Links here: Issue 2 KO and Institutional Repository


Enterprise Search: New Methods for Inferring User Satisfaction ?

Measuring user satisfaction with an enterprise search tool can be difficult. Feedback mechanisms on the user interface tend to only capture a small self-selected sample that may be skewed towards negative views. Whilst surveys can capture more data, they are also self-selecting and tend to be small scale compared to actual enterprise usage. Clickthrough data is useful as a surrogate for search quality and session behaviour but does not necessarily translate into user satisfaction.

A small experiment was undertaken with a domain search tool in a large oil & gas company. Using the search log data, a random sample (n=47) of users who had used the search tool in the past 2 weeks were invited to participate in a questionnaire. They were asked to provide their level of satisfaction with the search tool based on the previous 2 week period using a 5 point Likert item. This was subsequently correlated with the existing search log data that they did not see (the number of days they had used the search tool during that 2 week period). Figure 1 shows the results.
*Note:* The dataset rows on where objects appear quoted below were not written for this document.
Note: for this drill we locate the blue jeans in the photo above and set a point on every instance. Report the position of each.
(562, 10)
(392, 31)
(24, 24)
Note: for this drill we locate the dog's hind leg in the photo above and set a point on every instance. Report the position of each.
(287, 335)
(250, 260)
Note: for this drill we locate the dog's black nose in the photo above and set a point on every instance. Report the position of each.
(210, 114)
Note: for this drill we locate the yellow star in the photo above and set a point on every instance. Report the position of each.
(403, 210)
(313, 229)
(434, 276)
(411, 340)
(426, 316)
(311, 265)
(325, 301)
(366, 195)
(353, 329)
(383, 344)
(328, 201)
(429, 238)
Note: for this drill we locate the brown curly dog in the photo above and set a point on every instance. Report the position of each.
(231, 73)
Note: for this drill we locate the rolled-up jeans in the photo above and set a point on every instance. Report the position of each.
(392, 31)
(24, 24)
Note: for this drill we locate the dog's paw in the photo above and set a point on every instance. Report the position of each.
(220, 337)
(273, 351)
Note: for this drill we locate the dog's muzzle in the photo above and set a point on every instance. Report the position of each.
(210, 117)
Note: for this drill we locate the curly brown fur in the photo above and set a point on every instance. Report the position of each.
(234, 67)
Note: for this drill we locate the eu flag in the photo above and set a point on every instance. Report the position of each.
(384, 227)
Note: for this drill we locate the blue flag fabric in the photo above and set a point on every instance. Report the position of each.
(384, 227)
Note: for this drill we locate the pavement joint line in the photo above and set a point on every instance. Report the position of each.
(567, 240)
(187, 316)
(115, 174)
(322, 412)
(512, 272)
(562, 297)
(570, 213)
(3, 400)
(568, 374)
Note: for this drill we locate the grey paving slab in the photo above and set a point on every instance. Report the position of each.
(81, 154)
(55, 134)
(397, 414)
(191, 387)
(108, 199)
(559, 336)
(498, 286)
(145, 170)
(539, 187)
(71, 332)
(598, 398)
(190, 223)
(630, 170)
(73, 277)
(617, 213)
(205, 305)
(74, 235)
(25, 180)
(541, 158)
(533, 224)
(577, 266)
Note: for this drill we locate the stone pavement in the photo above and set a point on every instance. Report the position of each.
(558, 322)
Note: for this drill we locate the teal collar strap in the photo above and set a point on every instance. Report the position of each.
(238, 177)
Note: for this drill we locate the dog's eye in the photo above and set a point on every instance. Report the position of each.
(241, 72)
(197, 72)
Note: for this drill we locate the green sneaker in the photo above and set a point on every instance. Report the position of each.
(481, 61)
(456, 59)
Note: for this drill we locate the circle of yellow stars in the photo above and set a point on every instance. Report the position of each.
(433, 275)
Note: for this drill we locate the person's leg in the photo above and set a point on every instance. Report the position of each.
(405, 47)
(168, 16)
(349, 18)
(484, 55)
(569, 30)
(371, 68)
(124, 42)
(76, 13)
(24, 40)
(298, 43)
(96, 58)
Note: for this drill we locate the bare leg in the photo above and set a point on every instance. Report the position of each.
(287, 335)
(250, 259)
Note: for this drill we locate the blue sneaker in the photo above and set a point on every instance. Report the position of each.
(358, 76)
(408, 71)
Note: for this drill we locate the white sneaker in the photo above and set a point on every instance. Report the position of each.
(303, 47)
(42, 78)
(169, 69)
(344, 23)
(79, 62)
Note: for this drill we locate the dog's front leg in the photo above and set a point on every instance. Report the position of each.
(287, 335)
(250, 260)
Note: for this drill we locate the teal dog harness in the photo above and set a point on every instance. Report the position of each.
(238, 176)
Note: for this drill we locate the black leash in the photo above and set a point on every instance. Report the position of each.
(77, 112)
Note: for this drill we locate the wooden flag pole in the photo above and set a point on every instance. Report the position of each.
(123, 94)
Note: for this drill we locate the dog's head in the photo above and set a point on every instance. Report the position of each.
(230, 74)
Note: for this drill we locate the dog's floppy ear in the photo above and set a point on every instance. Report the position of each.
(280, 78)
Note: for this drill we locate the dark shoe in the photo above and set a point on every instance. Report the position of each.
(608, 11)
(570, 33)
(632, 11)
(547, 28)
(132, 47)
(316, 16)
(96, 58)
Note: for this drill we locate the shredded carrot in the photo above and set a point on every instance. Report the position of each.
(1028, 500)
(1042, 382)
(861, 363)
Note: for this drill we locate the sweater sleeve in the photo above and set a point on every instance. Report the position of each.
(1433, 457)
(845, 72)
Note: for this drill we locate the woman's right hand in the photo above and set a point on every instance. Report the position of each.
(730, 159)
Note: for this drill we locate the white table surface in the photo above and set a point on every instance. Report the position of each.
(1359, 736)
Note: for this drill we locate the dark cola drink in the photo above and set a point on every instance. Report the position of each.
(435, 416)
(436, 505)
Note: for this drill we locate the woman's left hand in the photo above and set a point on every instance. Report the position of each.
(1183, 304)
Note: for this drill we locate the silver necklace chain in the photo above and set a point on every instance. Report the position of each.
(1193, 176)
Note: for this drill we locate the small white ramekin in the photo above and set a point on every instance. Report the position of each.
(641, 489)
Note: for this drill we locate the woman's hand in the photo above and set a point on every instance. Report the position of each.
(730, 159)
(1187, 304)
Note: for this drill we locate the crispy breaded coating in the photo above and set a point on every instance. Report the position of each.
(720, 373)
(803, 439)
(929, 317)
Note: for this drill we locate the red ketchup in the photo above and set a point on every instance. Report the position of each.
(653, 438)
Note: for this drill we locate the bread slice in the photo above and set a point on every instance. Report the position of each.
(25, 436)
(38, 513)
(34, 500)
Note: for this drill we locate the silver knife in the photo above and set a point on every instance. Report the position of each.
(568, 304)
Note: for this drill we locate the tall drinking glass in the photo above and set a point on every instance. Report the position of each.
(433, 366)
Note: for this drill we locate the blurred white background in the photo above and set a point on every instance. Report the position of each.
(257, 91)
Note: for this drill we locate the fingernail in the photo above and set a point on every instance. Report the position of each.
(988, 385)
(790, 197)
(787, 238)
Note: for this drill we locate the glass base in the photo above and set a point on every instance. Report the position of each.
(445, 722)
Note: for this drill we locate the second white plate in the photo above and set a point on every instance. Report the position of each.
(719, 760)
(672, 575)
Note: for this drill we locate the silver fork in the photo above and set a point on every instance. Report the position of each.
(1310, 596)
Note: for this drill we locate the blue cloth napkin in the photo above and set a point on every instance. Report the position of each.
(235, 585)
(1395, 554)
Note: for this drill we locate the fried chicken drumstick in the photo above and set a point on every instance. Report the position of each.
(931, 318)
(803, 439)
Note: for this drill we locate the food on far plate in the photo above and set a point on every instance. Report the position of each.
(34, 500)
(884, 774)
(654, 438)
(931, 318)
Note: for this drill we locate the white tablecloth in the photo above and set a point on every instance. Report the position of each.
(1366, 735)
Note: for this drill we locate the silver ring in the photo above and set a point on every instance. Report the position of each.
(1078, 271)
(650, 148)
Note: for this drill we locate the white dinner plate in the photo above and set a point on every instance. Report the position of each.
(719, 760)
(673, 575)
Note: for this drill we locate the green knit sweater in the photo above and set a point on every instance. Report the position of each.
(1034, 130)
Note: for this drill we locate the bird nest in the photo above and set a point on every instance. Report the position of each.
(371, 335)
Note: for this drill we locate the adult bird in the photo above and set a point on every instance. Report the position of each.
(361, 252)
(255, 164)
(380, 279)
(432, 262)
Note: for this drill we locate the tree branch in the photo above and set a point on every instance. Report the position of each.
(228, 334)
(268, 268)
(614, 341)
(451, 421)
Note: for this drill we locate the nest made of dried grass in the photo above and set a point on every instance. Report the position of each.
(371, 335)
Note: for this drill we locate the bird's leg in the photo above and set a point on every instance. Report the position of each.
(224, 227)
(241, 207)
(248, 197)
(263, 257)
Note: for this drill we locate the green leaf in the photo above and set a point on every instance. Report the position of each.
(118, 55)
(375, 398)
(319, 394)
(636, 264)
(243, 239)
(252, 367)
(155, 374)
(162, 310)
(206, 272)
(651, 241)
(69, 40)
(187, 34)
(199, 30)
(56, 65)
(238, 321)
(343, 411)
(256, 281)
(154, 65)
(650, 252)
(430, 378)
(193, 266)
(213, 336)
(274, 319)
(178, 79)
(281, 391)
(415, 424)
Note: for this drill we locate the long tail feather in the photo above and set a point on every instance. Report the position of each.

Search Usage and Satisfaction Figure 1 – Search satisfaction against usage (number of days during a 2 week period)

There were 6 users who were very satisfied but only used the search tool once/twice during the 2 week period. Conversely, there were six users who were dissatisfied that used the search tool only once/twice during the 2 week period. Gender and age was not statistically significant.

The data points outlined in the red circle are interesting. In the small sample tested, all the users who had used the search tool on over 50% of the working days (5 working days) over the prior 2 week period (10 working days), were satisfied/very satisfied. These could be considered ‘happy repeat customers’.

This could be a marker for inferring from large volumes of search log data, one subset of users who are satisfied with a search tool. This could be a marker for inferring from large volumes of search log data, one subset of users who are satisfied with a search tool. It is only a subset, as this group only represented 30.7% of all users who were satisfied (recall) but it was 100% accurate (precision).

As a causal mechanism, it is postulated that it would be unlikely that a user would use a search tool in an enterprise ‘every other day’ if they were not getting some value out of it. An alternative explanation is that the user has no choice, they have to use the tool as there is no other way to locate their information, i.e. high usage does not necessarily translate into satisfaction. However, there is plenty of evidence for poor take-up of enterprise search tools (people find other ways to locate what they need), so the best explanation is likely to be that they have some positive experience with the tool to explain the recurring behaviour.

That is not to say that users who use a search tool less are not satisfied of course (as these data show). This could be one marker for companies to assess user satisfaction exploiting large usage volumes rather than self selecting surveys. At present, there is no statistical significance to this finding and the data set is small, presenting an area for further research.